Promovendo campanhas de conscientização nas comunidades, de forma permanente, parece que para muitas pessoas não caiu a ficha ainda. Por isso que as atividades não podem retomar de forma imediata. Tem de ser escalonada, pois estamos realmente cuidando do problema das aglomerações.
E economicamente, o que a prefeitura está disposta a sacrificar?
Financeiramente, antes do coronavírus, a situação estava muito difícil. Teríamos que fazer reiterados ajustes para poder fechar os orçamentos. Agora nem precisa dizer que a situação se agravou, não vou dizer de forma insustentável, mas muito séria.
Que tipo de medidas podem ser adotadas para amenizar?
Já estão sendo tomadas. Só na área da saúde, na abertura da UPA Central, não havia previsão orçamentária. Já começa por aí buscando R$ 25 milhões não sei de onde para fechar o orçamento. Várias outros exemplos que poderíamos citar que não havia previsão orçamentária. E falo de uma situação antes do coronavírus, que já seria uma tarefa muito difícil equilibrar as contas do município. Já na época falávamos de possível não pagamento de salários, no final do ano já teríamos dificuldade. Agora, então, ficou mais agravada a situação.
Então, o não pagamento do salário dos servidores é uma possibilidade?
Pode acontecer. Por isso a preocupação pela retomada dos investimento, pois se a arrecadação cai do jeito que está caindo... Havia no início do ano uma possibilidade de "despiora", só que agora complicou tudo de novo.
Corte de pessoal é uma medida a ser considerada?
Essa hipótese não gostaria de abordar, porque é algo que sequer passa pelas nossas cabeças. Seria a mais extrema das medidas.
O que o prefeito tem a dizer para a população neste momento?

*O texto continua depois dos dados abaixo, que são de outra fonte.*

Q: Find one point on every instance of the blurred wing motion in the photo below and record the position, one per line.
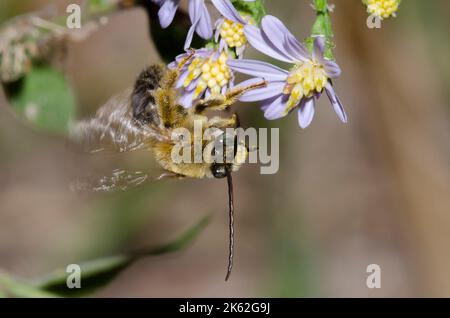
(113, 129)
(118, 180)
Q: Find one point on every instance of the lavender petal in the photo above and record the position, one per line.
(336, 103)
(226, 8)
(167, 12)
(258, 69)
(282, 39)
(276, 109)
(259, 42)
(204, 28)
(271, 90)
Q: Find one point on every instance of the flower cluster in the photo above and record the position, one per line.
(211, 70)
(383, 8)
(299, 86)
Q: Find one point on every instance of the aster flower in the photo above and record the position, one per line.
(198, 13)
(296, 88)
(382, 8)
(205, 75)
(230, 28)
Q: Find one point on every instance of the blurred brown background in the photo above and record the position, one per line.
(346, 196)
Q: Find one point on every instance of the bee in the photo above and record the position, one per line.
(147, 117)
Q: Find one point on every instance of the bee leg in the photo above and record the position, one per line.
(222, 102)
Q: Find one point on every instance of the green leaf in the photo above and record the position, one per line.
(170, 41)
(255, 8)
(97, 273)
(11, 286)
(45, 99)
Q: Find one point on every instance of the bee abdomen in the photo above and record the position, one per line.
(142, 99)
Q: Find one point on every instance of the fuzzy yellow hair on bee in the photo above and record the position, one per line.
(147, 117)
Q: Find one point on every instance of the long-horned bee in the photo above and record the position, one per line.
(149, 117)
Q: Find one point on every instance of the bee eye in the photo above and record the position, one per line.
(219, 171)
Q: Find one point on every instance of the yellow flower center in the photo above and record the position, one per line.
(233, 34)
(214, 74)
(383, 8)
(306, 79)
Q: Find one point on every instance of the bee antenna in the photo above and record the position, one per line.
(231, 224)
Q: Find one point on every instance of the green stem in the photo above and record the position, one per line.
(322, 26)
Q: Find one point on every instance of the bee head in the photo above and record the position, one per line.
(230, 154)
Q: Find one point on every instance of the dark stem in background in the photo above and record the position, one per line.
(231, 223)
(170, 41)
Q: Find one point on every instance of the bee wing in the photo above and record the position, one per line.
(114, 129)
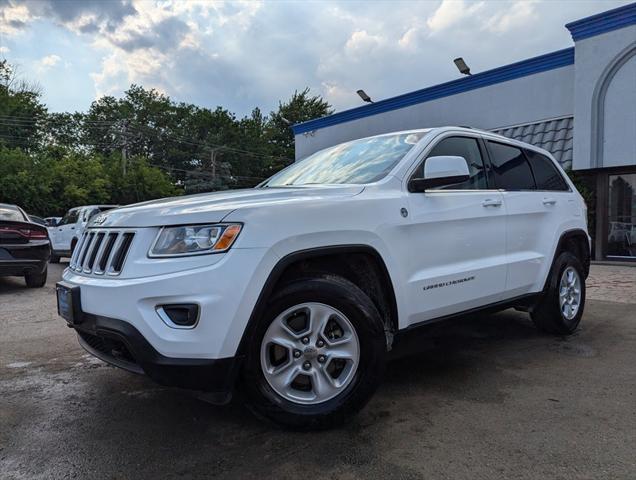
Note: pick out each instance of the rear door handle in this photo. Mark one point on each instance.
(489, 202)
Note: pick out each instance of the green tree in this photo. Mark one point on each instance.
(22, 114)
(301, 107)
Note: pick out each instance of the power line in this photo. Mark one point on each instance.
(27, 121)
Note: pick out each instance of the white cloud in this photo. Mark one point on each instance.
(451, 12)
(13, 18)
(242, 54)
(361, 43)
(50, 60)
(46, 63)
(518, 14)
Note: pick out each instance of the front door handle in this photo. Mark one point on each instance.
(490, 202)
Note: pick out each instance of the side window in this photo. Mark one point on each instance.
(512, 171)
(90, 214)
(462, 147)
(546, 174)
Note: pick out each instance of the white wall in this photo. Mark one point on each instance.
(605, 123)
(523, 100)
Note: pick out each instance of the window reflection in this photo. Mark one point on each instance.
(621, 238)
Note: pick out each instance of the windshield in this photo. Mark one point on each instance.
(360, 161)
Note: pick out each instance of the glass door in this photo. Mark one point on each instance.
(621, 236)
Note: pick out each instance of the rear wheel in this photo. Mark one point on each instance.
(561, 308)
(36, 280)
(318, 354)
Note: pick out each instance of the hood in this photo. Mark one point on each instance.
(215, 206)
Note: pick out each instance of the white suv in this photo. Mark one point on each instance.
(294, 291)
(65, 233)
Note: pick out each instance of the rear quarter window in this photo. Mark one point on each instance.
(546, 174)
(511, 169)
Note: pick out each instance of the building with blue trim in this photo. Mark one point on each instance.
(579, 103)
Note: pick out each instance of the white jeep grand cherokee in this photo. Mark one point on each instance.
(293, 292)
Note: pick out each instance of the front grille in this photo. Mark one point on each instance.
(101, 251)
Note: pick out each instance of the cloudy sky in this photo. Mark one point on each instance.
(242, 54)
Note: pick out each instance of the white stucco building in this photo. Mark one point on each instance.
(578, 103)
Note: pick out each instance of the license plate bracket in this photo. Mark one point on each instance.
(69, 305)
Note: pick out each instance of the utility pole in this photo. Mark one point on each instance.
(124, 145)
(213, 162)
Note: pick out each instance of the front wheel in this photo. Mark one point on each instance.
(317, 354)
(560, 309)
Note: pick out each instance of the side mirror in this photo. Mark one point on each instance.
(439, 171)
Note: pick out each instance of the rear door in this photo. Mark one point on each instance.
(533, 213)
(456, 260)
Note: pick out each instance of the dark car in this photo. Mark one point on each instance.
(24, 246)
(38, 220)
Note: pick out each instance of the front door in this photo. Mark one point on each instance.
(65, 231)
(538, 202)
(457, 259)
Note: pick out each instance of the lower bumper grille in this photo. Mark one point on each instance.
(111, 351)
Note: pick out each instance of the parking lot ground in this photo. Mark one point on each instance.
(483, 397)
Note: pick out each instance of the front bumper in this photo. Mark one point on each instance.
(225, 289)
(120, 344)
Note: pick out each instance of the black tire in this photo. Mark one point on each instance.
(36, 280)
(547, 314)
(346, 297)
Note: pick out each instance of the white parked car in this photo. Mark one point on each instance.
(294, 291)
(67, 231)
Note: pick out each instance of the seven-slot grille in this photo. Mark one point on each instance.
(101, 251)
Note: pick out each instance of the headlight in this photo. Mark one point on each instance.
(194, 240)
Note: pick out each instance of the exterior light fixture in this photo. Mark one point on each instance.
(461, 66)
(364, 96)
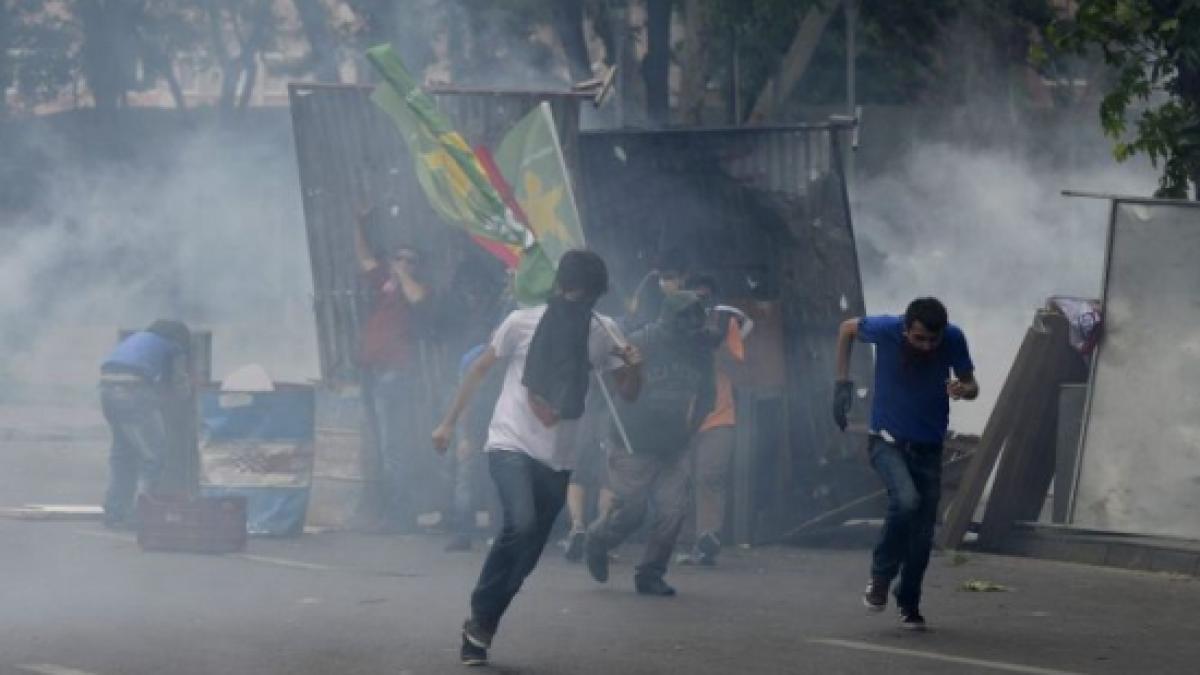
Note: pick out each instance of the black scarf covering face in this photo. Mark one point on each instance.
(557, 365)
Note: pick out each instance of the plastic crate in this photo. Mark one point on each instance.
(202, 525)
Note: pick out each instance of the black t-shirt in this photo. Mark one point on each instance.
(677, 392)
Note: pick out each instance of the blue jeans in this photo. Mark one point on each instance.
(912, 475)
(139, 444)
(531, 496)
(393, 395)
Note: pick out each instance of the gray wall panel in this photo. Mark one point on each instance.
(1140, 461)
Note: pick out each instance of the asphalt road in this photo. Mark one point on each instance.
(81, 599)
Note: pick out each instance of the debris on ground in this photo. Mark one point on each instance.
(983, 586)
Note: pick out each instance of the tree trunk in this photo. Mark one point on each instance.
(569, 17)
(778, 89)
(107, 63)
(657, 65)
(695, 67)
(322, 47)
(247, 88)
(5, 64)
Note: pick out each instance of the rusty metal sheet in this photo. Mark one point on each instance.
(349, 155)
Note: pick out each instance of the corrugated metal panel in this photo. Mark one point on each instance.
(763, 209)
(349, 156)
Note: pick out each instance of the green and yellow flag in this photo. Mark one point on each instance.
(531, 157)
(461, 190)
(449, 172)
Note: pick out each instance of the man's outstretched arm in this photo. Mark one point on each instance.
(844, 389)
(467, 389)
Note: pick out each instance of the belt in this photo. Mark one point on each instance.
(123, 378)
(910, 446)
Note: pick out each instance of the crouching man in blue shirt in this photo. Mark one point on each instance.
(915, 354)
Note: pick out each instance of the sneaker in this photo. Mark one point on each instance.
(477, 634)
(707, 547)
(875, 597)
(911, 620)
(653, 586)
(472, 653)
(457, 543)
(574, 551)
(597, 560)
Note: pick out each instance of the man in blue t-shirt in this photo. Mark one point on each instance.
(136, 380)
(915, 356)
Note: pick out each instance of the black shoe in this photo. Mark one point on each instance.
(597, 559)
(911, 620)
(875, 597)
(457, 543)
(574, 551)
(472, 653)
(653, 586)
(477, 634)
(707, 547)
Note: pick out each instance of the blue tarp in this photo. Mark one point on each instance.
(261, 446)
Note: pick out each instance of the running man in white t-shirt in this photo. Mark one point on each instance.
(531, 441)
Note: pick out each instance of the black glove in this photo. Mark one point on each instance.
(843, 398)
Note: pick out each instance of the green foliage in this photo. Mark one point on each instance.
(1155, 52)
(37, 51)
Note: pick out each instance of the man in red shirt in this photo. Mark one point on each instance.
(388, 363)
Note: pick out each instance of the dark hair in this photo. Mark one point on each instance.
(699, 281)
(174, 330)
(929, 311)
(582, 270)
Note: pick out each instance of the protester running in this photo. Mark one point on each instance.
(915, 354)
(531, 442)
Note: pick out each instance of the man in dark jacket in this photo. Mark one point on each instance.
(135, 383)
(648, 453)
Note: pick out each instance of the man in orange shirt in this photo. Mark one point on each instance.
(718, 434)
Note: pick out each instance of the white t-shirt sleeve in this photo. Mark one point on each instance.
(604, 345)
(504, 340)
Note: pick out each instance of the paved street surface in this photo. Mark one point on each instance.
(81, 599)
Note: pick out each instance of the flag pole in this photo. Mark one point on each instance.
(604, 388)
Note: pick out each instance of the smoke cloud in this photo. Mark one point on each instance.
(203, 225)
(984, 227)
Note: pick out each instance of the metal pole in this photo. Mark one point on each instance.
(604, 387)
(851, 85)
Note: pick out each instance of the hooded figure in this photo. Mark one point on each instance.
(678, 381)
(678, 389)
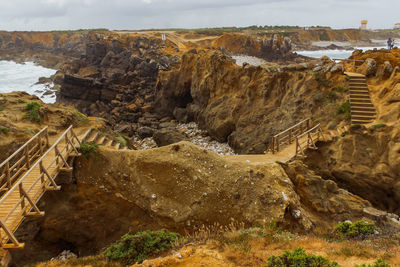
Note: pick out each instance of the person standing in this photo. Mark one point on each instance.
(390, 43)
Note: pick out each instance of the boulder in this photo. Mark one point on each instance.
(167, 136)
(368, 68)
(145, 131)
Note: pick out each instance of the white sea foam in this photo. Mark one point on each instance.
(23, 77)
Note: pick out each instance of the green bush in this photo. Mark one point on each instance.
(121, 140)
(88, 148)
(4, 130)
(79, 118)
(137, 247)
(318, 97)
(340, 89)
(332, 96)
(378, 263)
(357, 229)
(32, 112)
(299, 258)
(378, 126)
(344, 108)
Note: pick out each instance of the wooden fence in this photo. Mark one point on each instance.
(289, 135)
(308, 139)
(20, 200)
(22, 159)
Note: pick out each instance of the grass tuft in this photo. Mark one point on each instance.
(87, 149)
(32, 112)
(4, 129)
(299, 258)
(136, 248)
(357, 229)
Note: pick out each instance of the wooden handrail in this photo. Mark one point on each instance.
(22, 147)
(311, 140)
(35, 165)
(288, 135)
(20, 160)
(30, 191)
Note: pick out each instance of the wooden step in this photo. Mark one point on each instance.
(117, 145)
(357, 108)
(361, 92)
(92, 137)
(100, 140)
(362, 117)
(360, 96)
(108, 142)
(363, 113)
(360, 100)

Não queiram estar na nossa pele neste momento. Não é uma brincadeira, é uma situação que mexe com os interesses de 500 mil pessoas. Agora então parece que se tornou ainda mais complexa a nossa tarefa. É uma carga extremamente pesada. Precisamos das pessoas equilibradas que nos ajudem, se não nós próprios não teríamos força. Precisamos da comunidade, que os grupos de risco e seus familiares nos ajudem. Salvemos vidas, enquanto der.